The promoters behind the International Champions Cup have flagged the possibility of including Hyundai A-League teams in future Australian editions of the high-profile pre-season tournament.
The ICC will be staged Down Under for the first time this month when Real Madrid, Manchester City and Roma face off at the Melbourne Cricket Ground.
This year's North American edition of the event will see the likes of Major League Soccer clubs LA Galaxy, San Jose Earthquakes and New York Red Bulls tackle European giants Barcelona, Manchester United and Chelsea.
And Bart Campbell, chairman of joint organisers TLA Worldwide, wants that model to be replicated in Australia.
"The theory in America was start with international teams, create an annual event on the calendar, and then over time as you expand the format, introduce local teams so that you've kind of got the best of both worlds," he told the Herald Sun.
The TLA representative also confirmed there will be at least three more years of ICC matches in Australia, with the possibility of different states staging the competition in the future.
"We've committed to the tournament for four years," Campbell said.

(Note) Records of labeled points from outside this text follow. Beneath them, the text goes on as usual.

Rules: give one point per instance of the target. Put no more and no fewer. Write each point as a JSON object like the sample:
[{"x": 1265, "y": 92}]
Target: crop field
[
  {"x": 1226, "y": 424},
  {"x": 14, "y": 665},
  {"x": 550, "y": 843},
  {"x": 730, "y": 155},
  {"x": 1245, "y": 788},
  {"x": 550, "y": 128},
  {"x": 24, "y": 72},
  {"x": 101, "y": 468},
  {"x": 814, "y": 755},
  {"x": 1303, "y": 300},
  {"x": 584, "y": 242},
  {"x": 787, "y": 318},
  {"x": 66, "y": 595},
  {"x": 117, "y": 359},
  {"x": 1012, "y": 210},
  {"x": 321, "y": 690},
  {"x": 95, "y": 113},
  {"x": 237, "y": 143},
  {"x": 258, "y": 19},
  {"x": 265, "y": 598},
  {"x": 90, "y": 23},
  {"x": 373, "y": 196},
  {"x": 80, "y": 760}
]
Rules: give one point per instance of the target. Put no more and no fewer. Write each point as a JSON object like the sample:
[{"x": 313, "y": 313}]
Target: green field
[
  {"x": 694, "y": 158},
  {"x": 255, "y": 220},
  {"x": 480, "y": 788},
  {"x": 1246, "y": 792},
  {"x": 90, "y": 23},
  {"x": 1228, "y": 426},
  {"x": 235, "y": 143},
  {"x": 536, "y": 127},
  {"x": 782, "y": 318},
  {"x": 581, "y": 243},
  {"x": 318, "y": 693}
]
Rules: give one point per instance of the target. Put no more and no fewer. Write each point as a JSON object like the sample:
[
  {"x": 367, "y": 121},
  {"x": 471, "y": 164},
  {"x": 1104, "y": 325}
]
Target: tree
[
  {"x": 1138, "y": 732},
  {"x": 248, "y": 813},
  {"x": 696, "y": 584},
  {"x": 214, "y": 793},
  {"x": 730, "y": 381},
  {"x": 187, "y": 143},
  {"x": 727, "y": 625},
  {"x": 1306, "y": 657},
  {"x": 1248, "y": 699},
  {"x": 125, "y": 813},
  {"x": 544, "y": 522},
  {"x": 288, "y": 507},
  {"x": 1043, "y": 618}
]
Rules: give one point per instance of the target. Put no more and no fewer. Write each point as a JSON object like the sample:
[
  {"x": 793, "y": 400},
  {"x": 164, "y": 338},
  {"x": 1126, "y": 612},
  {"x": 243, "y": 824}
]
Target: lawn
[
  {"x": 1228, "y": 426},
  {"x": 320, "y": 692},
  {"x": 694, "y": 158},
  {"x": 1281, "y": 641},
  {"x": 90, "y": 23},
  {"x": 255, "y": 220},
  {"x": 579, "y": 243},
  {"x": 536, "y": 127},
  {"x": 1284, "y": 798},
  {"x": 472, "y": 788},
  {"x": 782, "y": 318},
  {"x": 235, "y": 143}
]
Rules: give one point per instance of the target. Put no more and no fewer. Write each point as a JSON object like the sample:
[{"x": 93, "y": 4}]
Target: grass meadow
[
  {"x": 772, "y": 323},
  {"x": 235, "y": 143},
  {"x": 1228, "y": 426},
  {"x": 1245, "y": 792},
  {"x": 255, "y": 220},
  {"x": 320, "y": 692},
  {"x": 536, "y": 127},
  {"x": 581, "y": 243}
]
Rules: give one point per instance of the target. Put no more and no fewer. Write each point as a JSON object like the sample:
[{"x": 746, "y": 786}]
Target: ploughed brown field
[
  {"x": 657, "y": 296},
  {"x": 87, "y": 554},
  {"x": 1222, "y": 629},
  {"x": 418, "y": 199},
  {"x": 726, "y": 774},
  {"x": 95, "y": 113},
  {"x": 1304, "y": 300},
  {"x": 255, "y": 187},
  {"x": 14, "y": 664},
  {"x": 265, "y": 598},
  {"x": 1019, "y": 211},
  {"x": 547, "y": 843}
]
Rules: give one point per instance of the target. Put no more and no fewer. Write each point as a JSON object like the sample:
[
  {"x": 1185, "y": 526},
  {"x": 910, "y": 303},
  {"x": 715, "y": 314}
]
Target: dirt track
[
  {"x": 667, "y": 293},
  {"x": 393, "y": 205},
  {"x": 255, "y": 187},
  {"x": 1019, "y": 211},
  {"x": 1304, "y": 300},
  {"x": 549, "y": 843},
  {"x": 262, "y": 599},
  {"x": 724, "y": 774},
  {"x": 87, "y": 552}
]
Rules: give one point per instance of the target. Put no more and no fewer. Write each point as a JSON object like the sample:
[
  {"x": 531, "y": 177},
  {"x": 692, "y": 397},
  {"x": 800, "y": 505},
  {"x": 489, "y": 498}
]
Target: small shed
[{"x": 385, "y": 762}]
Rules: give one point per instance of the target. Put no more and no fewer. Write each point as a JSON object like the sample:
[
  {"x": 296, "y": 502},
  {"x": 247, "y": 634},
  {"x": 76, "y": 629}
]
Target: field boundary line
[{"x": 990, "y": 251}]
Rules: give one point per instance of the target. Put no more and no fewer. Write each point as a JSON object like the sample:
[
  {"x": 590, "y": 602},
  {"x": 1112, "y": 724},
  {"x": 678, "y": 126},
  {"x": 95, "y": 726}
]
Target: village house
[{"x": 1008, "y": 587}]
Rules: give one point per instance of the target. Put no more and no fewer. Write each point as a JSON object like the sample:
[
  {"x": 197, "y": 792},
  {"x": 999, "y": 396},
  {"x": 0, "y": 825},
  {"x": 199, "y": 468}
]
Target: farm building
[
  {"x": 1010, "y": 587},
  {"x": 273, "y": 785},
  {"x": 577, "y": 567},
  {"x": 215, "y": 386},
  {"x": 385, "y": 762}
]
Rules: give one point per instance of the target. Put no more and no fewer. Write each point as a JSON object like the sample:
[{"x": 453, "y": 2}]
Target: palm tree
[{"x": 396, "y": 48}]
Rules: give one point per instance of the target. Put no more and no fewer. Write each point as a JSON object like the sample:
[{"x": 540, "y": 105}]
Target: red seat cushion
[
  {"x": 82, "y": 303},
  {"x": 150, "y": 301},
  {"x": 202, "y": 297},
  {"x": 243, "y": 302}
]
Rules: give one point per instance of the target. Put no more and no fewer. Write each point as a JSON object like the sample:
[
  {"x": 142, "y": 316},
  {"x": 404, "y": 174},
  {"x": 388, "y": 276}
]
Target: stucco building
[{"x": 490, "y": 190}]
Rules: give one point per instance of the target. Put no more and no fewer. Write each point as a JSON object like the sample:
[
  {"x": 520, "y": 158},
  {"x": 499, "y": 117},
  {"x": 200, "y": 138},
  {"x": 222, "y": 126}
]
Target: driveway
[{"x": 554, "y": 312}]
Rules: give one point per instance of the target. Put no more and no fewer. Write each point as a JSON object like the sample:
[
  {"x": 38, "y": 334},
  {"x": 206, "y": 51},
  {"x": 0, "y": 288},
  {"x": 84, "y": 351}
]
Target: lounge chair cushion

"That's Australia-wide and we're in discussion with governments about where it may be held. So within that context, if Melbourne thought it was a good thing then we're very happy to continue those discussions."
Campbell went on to suggest that hosting the ICC could prove to be a fillip for the A-League and also encourage free-to-air networks to compete with subscription providers for the rights to broadcast the national league.
"There is a real aspiration that this can help lift the professional game in this country by showing what the best looks like," Campbell said.
"And when, within that, Channel 9 have entered the broadcasting of football rights in this market.
"Does that present an opportunity to enter in to the next negotiations? I don't know.
"But surely if that did transpire then that would be a good legacy for the tournament to leave, to give nationwide free to air coverage on a big commercial network."